It’s no doubt Detroit takes its automobiles seriously, so much so that the city’s passions extend to everything auto-related—including insurance.
Motor City Mayor Mike Duggan, along with eight like-minded residents, recently sued the state of Michigan over its long-standing no-fault car insurance policy. The group alleges the mandatory coverage is patently unfair, sticking residents with a bill so high that it infringes upon their personal freedoms.
Indeed, Michigan has long been home to the country’s priciest policies, with Detroit in particular recently taking the crown for America’s most expensive city for car insurance. The average resident of the Motor City pays $5,414 annually for a plan—roughly $451 per month. (Michiganders, in general, average out around $2,394 a year.)
According to Duggan, the rate runs afoul of civil rights, with its mandatory nature inhibiting state citizens’ rights to due process or expectation of fair treatment under the law.
Specifically, the mayor is asking a federal court judge to declare the 1973 rule establishing Michigan’s no-fault plan as unconstitutional.
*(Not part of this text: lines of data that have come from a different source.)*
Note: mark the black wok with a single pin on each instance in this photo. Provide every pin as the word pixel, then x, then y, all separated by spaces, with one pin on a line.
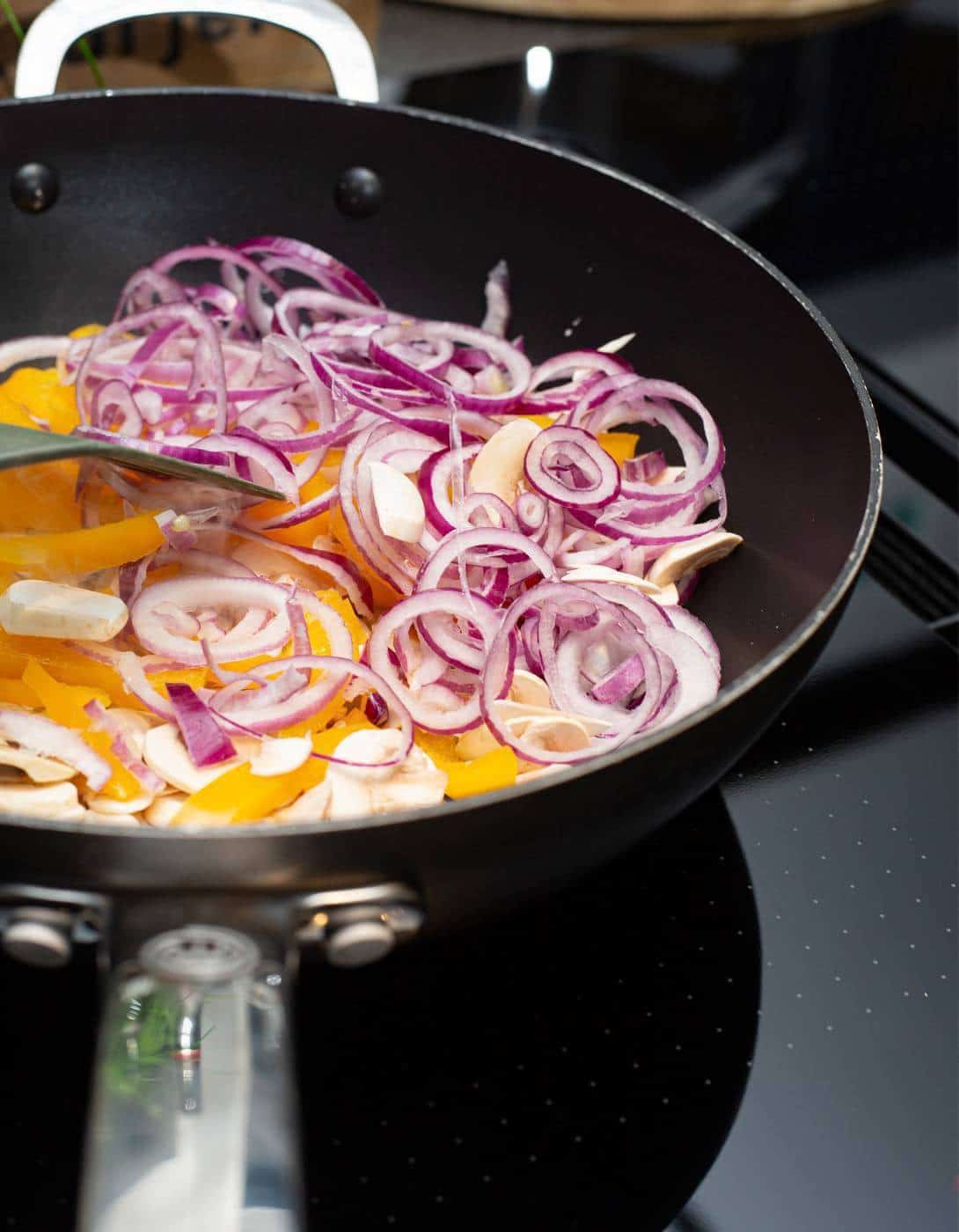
pixel 142 172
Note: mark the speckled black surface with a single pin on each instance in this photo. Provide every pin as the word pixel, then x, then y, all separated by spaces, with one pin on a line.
pixel 580 1065
pixel 582 1061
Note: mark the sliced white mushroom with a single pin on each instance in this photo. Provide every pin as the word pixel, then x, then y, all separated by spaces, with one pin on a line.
pixel 164 810
pixel 509 711
pixel 546 724
pixel 528 770
pixel 311 806
pixel 135 724
pixel 22 761
pixel 276 566
pixel 663 595
pixel 369 788
pixel 165 753
pixel 57 801
pixel 399 505
pixel 686 557
pixel 280 755
pixel 47 609
pixel 553 733
pixel 477 742
pixel 119 807
pixel 499 465
pixel 530 689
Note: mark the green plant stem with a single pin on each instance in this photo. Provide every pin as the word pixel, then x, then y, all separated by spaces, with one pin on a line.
pixel 12 20
pixel 83 46
pixel 90 59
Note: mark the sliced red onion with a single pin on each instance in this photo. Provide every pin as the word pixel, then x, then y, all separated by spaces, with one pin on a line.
pixel 244 444
pixel 281 253
pixel 515 363
pixel 585 367
pixel 645 467
pixel 569 466
pixel 697 679
pixel 694 628
pixel 121 748
pixel 620 681
pixel 204 741
pixel 194 594
pixel 432 708
pixel 49 739
pixel 336 567
pixel 491 539
pixel 435 480
pixel 499 673
pixel 311 700
pixel 497 301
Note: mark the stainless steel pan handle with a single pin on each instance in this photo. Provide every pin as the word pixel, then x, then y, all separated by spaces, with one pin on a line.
pixel 335 33
pixel 192 1124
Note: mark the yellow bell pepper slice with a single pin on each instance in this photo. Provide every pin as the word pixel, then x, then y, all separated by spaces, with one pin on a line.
pixel 63 664
pixel 487 773
pixel 239 796
pixel 64 704
pixel 34 398
pixel 77 552
pixel 303 533
pixel 15 693
pixel 620 446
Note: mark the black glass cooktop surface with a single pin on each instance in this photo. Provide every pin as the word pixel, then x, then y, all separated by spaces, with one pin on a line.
pixel 750 1023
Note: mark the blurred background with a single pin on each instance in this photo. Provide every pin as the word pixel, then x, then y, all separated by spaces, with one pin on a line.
pixel 824 132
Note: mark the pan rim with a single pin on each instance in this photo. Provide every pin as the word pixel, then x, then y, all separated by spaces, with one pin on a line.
pixel 727 696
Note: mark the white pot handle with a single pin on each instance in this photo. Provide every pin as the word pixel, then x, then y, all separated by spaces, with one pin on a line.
pixel 333 31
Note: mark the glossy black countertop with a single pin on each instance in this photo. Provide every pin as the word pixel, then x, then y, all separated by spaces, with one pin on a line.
pixel 750 1024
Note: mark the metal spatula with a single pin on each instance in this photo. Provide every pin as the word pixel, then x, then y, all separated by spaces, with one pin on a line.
pixel 26 446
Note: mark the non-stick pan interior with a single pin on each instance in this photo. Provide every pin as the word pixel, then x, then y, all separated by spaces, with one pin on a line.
pixel 591 255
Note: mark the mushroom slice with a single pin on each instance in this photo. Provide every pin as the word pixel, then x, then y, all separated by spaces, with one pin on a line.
pixel 509 711
pixel 686 557
pixel 364 790
pixel 517 716
pixel 280 755
pixel 663 594
pixel 268 563
pixel 311 806
pixel 58 801
pixel 555 733
pixel 164 810
pixel 499 465
pixel 101 818
pixel 165 753
pixel 400 510
pixel 530 689
pixel 36 767
pixel 110 807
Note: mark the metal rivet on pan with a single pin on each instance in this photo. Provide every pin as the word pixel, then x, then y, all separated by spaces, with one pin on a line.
pixel 39 938
pixel 355 945
pixel 33 187
pixel 201 954
pixel 358 193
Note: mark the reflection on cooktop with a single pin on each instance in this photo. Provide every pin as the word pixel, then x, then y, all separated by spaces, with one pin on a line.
pixel 583 1057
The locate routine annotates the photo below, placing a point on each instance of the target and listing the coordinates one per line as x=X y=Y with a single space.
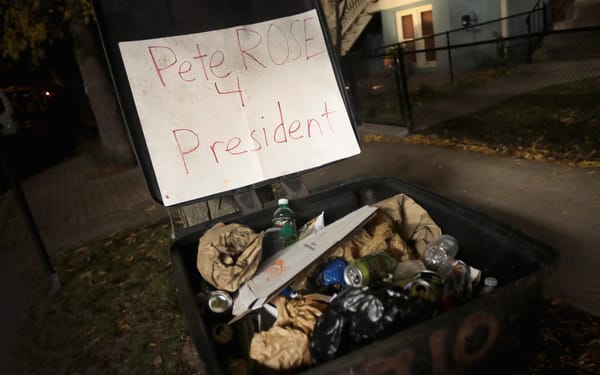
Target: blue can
x=330 y=279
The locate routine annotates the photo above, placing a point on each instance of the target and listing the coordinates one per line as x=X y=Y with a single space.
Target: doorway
x=414 y=24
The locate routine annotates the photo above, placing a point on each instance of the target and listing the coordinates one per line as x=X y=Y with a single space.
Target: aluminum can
x=219 y=301
x=368 y=269
x=332 y=275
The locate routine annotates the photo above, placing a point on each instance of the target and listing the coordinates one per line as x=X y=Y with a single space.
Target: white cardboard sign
x=224 y=109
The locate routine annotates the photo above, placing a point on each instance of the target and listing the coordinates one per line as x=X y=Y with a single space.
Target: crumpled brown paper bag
x=413 y=223
x=285 y=345
x=229 y=255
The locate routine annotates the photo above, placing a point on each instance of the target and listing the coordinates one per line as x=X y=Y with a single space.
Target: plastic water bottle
x=284 y=219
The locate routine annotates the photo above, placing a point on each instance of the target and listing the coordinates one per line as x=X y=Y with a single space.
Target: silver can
x=219 y=301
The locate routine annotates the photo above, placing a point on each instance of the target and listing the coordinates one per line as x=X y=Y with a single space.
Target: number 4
x=239 y=91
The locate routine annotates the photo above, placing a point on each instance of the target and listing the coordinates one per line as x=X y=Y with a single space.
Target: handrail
x=444 y=33
x=353 y=8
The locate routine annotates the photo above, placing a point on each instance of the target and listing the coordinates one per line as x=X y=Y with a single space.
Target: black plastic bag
x=358 y=316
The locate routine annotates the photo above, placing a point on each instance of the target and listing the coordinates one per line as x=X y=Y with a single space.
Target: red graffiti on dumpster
x=448 y=350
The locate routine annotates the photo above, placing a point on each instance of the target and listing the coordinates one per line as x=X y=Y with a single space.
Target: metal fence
x=384 y=86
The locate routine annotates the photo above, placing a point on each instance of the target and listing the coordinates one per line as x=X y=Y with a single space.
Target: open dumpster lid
x=225 y=95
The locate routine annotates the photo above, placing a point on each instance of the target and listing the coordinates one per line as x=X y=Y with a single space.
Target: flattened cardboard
x=280 y=269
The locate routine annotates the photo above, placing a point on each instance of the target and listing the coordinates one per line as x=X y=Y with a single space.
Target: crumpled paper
x=229 y=255
x=401 y=226
x=412 y=222
x=285 y=345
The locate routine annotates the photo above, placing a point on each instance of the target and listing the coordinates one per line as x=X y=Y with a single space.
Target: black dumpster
x=180 y=88
x=486 y=334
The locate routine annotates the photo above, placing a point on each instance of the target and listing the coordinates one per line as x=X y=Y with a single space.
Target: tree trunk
x=100 y=91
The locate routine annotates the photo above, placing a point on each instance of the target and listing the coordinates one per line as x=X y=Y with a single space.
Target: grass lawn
x=558 y=124
x=117 y=311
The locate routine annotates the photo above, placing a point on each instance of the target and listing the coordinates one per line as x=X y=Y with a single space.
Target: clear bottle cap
x=490 y=282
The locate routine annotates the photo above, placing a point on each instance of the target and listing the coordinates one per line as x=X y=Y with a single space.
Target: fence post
x=529 y=42
x=450 y=58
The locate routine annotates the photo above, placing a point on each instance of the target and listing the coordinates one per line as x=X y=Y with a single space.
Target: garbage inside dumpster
x=368 y=275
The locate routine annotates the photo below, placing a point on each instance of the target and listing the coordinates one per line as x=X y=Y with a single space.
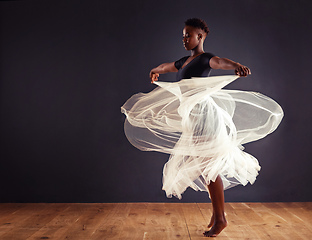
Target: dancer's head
x=194 y=33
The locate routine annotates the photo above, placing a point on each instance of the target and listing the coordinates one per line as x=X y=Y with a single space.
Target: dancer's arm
x=162 y=68
x=227 y=64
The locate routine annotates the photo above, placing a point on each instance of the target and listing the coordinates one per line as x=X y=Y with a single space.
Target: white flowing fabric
x=202 y=127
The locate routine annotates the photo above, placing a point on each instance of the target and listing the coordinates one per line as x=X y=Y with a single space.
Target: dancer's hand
x=154 y=76
x=242 y=70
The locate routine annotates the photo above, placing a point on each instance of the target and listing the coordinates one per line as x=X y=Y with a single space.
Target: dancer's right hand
x=154 y=76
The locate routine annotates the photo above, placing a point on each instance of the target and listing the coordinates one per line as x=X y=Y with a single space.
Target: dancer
x=201 y=125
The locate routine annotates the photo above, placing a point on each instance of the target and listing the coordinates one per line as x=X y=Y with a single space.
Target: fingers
x=154 y=77
x=242 y=71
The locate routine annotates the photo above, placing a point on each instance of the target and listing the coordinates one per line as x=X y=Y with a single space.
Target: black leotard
x=198 y=67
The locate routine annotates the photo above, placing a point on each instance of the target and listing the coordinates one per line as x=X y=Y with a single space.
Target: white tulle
x=202 y=127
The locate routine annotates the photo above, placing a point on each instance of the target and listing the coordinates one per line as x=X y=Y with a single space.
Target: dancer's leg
x=218 y=221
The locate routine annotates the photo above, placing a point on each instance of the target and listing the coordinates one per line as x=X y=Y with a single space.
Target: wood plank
x=97 y=221
x=30 y=219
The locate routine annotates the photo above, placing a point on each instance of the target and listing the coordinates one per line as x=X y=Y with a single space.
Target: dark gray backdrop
x=68 y=66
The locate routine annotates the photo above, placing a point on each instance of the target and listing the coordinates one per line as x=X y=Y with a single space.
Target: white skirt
x=202 y=127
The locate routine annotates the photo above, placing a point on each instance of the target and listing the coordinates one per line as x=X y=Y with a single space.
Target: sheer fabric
x=202 y=127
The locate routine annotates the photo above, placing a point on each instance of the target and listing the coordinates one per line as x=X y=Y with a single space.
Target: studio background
x=68 y=66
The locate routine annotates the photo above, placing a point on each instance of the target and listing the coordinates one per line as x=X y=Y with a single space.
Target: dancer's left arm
x=227 y=64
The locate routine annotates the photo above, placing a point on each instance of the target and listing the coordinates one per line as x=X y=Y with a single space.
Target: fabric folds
x=202 y=127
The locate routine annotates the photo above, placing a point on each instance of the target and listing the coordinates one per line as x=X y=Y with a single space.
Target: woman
x=200 y=125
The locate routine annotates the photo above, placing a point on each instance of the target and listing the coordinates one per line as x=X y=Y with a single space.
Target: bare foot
x=217 y=227
x=211 y=221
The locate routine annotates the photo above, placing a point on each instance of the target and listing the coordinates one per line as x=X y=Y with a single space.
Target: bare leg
x=218 y=221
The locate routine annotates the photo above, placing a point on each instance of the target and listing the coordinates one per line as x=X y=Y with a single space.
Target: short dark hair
x=197 y=23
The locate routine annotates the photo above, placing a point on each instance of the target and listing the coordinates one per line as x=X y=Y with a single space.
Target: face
x=191 y=37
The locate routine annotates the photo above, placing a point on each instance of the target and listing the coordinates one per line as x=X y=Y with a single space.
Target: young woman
x=201 y=125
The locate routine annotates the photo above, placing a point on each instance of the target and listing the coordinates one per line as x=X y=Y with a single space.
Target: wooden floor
x=152 y=221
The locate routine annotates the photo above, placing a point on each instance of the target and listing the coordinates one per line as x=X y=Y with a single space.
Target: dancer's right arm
x=162 y=68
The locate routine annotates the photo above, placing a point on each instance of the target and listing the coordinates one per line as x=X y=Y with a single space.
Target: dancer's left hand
x=242 y=71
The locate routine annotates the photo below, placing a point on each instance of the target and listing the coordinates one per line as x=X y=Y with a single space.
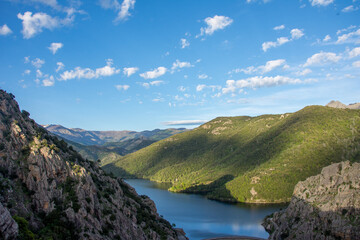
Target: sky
x=140 y=64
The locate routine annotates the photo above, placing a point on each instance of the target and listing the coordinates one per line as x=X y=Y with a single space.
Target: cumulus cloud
x=184 y=43
x=257 y=82
x=88 y=73
x=130 y=71
x=48 y=82
x=153 y=83
x=34 y=24
x=154 y=73
x=60 y=66
x=321 y=2
x=203 y=76
x=322 y=58
x=280 y=41
x=350 y=8
x=184 y=122
x=280 y=27
x=304 y=72
x=5 y=30
x=200 y=87
x=354 y=52
x=37 y=62
x=268 y=67
x=215 y=23
x=177 y=65
x=122 y=87
x=352 y=37
x=356 y=64
x=123 y=10
x=55 y=46
x=295 y=34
Should they win, Duggan and the others want to give the state six months to adjust the law to bring auto insurance rates down.
If no relief can be found in that timeframe, the complaint goes on to suggest the no-fault system should be declared “null and void” at that point, freeing up Michigan legislators to adopt more traditional insurance models.
The no-fault rule has been controversial since the time of its inception. Under the measure, Michiganders are barred from suing one another in the case of a car accident and must instead file any claims with their own insurance company, regardless of who was responsible for the wreck.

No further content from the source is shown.